Westpac is predicting a 1% cut to interest rates, putting it at odds with the other major banks, as low consumer sentiment continues to hurt business confidence.
According to Westpac, the cash rate of 4.75% is expected to fall by 1% by the end of 2012 due to global instability and slumping consumer sentiment.
This is in contrast to the other big banks, which expect rates to remain on hold or rise.

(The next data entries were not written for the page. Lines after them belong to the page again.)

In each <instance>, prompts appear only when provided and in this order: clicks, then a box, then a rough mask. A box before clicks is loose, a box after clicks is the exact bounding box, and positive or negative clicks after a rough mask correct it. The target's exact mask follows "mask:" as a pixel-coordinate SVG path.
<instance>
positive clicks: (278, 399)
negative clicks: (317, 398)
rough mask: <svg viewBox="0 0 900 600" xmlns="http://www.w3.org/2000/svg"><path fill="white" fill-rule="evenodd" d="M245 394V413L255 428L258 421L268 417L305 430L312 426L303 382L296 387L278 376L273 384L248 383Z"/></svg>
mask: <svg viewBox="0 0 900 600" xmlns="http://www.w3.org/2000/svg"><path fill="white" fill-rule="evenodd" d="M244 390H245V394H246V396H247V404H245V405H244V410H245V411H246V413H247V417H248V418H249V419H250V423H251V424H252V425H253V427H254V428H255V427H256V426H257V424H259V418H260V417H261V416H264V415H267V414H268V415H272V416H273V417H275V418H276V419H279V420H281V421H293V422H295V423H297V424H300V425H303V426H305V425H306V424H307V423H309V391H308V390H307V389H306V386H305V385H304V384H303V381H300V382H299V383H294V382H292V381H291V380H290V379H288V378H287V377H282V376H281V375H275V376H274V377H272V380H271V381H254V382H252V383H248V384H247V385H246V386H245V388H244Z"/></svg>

ANZ, for example, predicts the Reserve Bank will hold rates steady for at least six months before raising them in early 2012.
Bob Coombe, who heads home and small business lending at Westpac, says businesses outside mining and agriculture continue to struggle.
According to Coombe, mining and agriculture are benefitting from high commodity prices, but retail, tourism, education and construction are doing it tough.
“Businesses are feeling real stress out there at the moment… It’s more fragile than a lot of people would think,” Coombe says.
While unemployment is still low at 4.9%, consumer and business confidence are at levels not recorded since the global financial crisis.
The latest Westpac-Melbourne Institute Index of Consumer Sentiment reveals consumer sentiment has hit a two-year low as concerns escalate about the European financial crisis, the ongoing impact of interest rate rises and the carbon tax.
The Westpac-Melbourne Institute Index of Consumer Sentiment fell by 8.3% in July, from 101.2 points in June to 92.8 points.
“The only other time in recent history when the index has been sustained around the current level was during the period following the GST introduction, which coincided with the bursting of the dotcom bubble,” Westpac economist Bill Evans said in a report.
The report comes on the back of a business sentiment survey by NAB, which shows business confidence deteriorated sharply in June.
“Conditions in retail fell to worryingly low levels while manufacturing, construction and wholesale were again poor,” the report reveals.
“The high Australian dollar, continued cautiousness of households and concerns about the global outlook appear to be eroding sentiment, with weak confidence reported in construction, manufacturing, retail and wholesale.”
Coombe says if low consumer sentiment continues, interest rates could be cut, although it isn’t clear when this might happen.
“We were all talking not long ago that rates could go up, but if the consumer sentiment remains subdued there may be interest rate deductions and if that occurs that would be a very strong stimulus for the consumer to save less and spend a little bit more,” Coombe says.